The details of this story are fictional, but they are based on a scrupulously thorough inquiry into the history of biological weapons and their use by civilian and military terrorists. "The creation of advanced biological weapons using methods of genetic engineering and biotechnology is sometimes known as 'black biology,'" Richard Preston writes. The extent to which the products of black biology are available nearly everywhere in the world is shocking. Preston's sources for his story include members of the FBI and the United States military, public health officials, intelligence officers in foreign governments, and scientists who have been involved in the development and testing of strategic bioweapons. The stories of what they have seen and what they expect to happen and how they plan to deal with it are chilling.
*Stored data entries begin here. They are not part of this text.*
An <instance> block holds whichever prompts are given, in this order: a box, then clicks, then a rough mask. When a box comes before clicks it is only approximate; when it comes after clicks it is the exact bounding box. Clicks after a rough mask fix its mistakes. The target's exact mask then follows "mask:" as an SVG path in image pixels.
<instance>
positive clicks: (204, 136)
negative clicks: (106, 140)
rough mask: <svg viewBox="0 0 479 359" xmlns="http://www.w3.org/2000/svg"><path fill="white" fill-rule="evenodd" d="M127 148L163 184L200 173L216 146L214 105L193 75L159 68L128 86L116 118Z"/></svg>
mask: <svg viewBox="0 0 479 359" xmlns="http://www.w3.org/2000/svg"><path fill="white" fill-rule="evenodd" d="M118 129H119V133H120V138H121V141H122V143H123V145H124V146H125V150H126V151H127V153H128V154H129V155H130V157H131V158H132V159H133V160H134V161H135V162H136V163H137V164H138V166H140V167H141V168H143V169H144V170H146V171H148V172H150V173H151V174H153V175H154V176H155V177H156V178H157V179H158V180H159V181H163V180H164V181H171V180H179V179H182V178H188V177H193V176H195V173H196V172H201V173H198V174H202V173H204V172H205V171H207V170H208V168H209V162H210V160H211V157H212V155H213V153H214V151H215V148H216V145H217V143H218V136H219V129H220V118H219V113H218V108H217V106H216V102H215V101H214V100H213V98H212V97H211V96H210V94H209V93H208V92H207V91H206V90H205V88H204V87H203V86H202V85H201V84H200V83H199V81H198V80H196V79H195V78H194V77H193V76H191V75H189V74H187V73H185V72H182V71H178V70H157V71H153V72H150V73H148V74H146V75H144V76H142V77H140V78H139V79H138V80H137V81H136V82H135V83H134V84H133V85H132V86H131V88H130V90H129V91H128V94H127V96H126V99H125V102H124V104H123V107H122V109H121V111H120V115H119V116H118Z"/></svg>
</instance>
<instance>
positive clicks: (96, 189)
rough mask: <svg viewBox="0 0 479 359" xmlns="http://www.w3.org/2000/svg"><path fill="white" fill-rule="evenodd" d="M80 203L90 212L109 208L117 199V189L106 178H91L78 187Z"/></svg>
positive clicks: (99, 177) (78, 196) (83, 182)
The Cobra Event is not science fiction. It is a dramatic, heart-stopping account of a very real threat, told with the skill and authority that made Richard Preston's The Hot Zone an internationally acclaimed bestseller.
About the Author
Richard Preston is the author of The Hot Zone (about the Ebola virus), American Steel (about the Nucor Corporation's project to build a revolutionary steel mill), and First Light (about modern astronomy). He is contributor to The New Yorker and has won numerous awards, including the McDermott Award in the Arts from MIT, the American Institute of Physics Award in science writing, and the Overseas Press Club of America Whitman Basso Award for reporting in any medium on environmental issues.